Analysts and fund managers are tipping more pain to come for Australia’s big banks, pointing to rising compensation costs and sliding share prices following the Hayne royal commission’s hotly anticipated interim report.

UBS analysts predict Westpac Banking Corp, the only member of the big four still committed to its wealth management arm, will be forced to increase its provisions to compensate customers affected by inadequate financial advice the bank’s aligned financial planner force delivered.

On Thursday, Westpac told the market its full-year earnings would take a $235 million hit due to refunds to customers affected by so-called fees-for-no-service at the hands of its salaried planners and for provisions for litigation relating to a Federal Court finding that it engaged in “unconscionable conduct” in attempting to manipulate the bank bill swap rate (BBSW). On August 7, ASIC stated that Westpac had made $6.7 million in refunds so far.

UBS analyst Jonathan Mott said it was “highly likely” there would be more provisions. He pointed out the provisions announced on Thursday included only costs related to salaried planners.

“It does not include [provisions related to] the investigation into advice fees and inadequate financial advice by aligned planners, which are expected to be taken in FY19,” Mott said in an investor note. “It is too early to quantify how large the additional FY19 charges could be.”

The news came as fund managers flagged increasing pressure on bank stocks from Commissioner Kenneth Hayne’s much-anticipated interim report, which addressed a range of misconduct from the big retail institutions and questioned what could be done to prevent it from happening again.

“What we’re talking about is a very significant societal risk, and licence to operate,” Magellan deputy chief investment officer Dom Giuliano said. “That’s a real business risk, and you’d be silly not to be thinking about it.”

Magellan, primarily known as a global manager, does not hold Australian bank stocks but does hold positions in large global banks, which were affected by the fallout from the GFC.

Rough year for banks and AMP

“The banks have certainly been impacted at a stock-specific level by societal issues,” Giuliano says. “The returns that global banks could expect to earn fundamentally shifted after the GFC. There was a regulatory backlash against the banking business model and you saw a number of percentages of sustainable return actually taken out of those banks. We’ve been in and out of banks with eyes wide open to risks.”

It’s been a year most executives (and shareholders) of Australia’s largest financial institutions would like to forget, with share prices of the listed entities diving spectacularly, compared with the broader market. The share prices of the big four banks and AMP are down 15.1 per cent, on average, for the 12 months to date, this compares with the 9.34 per cent rise of the broader ASX 200.


AMP’s share price was the hardest hit over the last year, down 24.4 per cent, mainly due to scandals stemming from the revelations during the second round of the Royal Commission into Misconduct in the Banking, Superannuation and Financial Services Industry. The inquiry ultimately led to the company’s chair and chief executive leaving. Westpac was the hardest hit of the big four, down 14.9 per cent, followed by National Australia Bank, down 13.2 per cent, ANZ Bank (-6.6 per cent) and Commonwealth Bank (-6.3 per cent).

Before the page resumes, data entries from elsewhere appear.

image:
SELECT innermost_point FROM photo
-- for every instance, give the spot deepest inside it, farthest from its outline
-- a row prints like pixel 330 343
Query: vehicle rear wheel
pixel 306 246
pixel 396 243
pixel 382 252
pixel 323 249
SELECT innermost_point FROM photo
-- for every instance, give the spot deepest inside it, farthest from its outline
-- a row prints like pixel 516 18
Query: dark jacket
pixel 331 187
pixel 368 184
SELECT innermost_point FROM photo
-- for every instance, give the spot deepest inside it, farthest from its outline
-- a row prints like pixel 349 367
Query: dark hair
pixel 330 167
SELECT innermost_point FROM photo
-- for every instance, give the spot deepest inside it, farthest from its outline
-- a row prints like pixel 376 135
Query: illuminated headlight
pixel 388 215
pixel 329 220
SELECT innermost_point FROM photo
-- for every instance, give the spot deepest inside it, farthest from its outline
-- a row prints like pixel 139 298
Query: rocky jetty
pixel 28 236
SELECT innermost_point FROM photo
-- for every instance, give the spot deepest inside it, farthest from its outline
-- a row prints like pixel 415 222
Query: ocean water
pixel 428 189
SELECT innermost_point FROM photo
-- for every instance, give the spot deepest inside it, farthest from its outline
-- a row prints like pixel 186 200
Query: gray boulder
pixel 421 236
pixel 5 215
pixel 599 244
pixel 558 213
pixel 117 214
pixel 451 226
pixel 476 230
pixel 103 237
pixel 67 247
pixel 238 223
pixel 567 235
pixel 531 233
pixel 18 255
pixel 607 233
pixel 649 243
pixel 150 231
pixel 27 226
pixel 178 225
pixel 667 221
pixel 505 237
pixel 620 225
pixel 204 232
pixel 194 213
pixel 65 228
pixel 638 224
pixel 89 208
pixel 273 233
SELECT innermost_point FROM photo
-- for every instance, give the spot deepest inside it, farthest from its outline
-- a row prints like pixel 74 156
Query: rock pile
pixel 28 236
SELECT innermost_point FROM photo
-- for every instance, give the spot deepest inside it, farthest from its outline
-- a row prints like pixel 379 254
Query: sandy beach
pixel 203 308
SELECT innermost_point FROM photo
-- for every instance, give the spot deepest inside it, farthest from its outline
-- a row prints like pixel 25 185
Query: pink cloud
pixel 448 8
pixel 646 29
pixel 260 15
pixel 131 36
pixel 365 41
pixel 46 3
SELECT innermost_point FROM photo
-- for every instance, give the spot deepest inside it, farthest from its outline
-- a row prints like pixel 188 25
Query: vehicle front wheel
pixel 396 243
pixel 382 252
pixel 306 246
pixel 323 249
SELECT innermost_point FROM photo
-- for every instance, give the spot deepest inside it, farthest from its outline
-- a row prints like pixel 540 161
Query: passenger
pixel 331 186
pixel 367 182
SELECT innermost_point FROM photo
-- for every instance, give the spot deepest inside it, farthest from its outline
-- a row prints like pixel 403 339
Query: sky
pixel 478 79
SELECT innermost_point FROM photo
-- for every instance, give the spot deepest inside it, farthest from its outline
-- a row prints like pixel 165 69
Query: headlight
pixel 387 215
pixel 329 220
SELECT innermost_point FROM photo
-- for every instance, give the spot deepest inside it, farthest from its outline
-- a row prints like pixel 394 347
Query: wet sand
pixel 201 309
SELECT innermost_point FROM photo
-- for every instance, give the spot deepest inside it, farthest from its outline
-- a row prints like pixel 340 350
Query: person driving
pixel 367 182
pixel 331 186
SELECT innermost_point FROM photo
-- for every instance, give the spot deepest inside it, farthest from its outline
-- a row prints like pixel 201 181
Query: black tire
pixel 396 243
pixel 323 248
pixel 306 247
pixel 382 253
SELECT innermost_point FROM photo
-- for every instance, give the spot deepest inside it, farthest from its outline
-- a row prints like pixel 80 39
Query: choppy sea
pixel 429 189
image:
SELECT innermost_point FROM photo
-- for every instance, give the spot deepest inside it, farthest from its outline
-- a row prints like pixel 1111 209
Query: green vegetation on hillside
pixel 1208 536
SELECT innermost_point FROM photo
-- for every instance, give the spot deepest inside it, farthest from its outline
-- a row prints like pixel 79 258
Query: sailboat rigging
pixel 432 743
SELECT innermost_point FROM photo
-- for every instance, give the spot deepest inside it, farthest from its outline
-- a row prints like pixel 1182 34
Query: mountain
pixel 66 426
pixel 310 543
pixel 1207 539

Former prime minister Malcolm Turnbull announced the royal commission into the banking sector would kick off on November 29 last year, after sustained pressure from within his own government.

SG Hiscock & Co portfolio manager Hamish Tadgell predicted this week that findings from the Hayne inquiry would spark increased competition from smaller banks like industry-fund owned ME.

“The royal commission doesn’t actually have a mandate to introduce more competition, but my view is that it will be a consequence of the recommendations,” Tadgell said.

Whether big banks will remain an attractive home for financial planners has also been called into question as Commonwealth Bank and ANZ have offloaded elements of their wealth management operations. Also, a UBS report this week revealed that the major financial institutions experienced their first quarter of retail net outflows in more than six years.

Retail net flows in diversified financials stocks for the June 2018 quarter totaled $3.3 billion, with specialty platform providers such as Netwealth, HUB24 and Praemium accounting for 78 per cent of this, or $2.6 billion.

“Conversely, major financial institutions experienced their first quarter of net outflow (-$570 million) since March 2012, driven by outflows across all the major players, bar CBA and Macquarie,” UBS analyst Kieren Chidgey said in a note.

Planner movement

Planners are taking note. Adviser numbers for these players are down 9.3 per cent over the year to August 2018.

“Aligned advisers now account for only 34 per cent of the industry,” Chidgey said. “AMP, with the largest market share of advisers at 10 per cent, experienced a loss of 8.2 per cent, or 234 advisers, over the year.”

Beleaguered wealth management giant AMP has set aside a $290 million-plus contingency for reparations to its clients who have been affected by bad financial advice.

“We’re facing squarely into the issues that have impacted our reputation and the community’s confidence in AMP,” then-acting chief executive Mike said in July. “We know it will take time to earn back trust; however, today is an important milestone in that process.”

At the same time, AMP said investors should expect a smaller dividend and forecasted its interim payout would fall below its normal payout rate of 70 to 90 per cent of profits.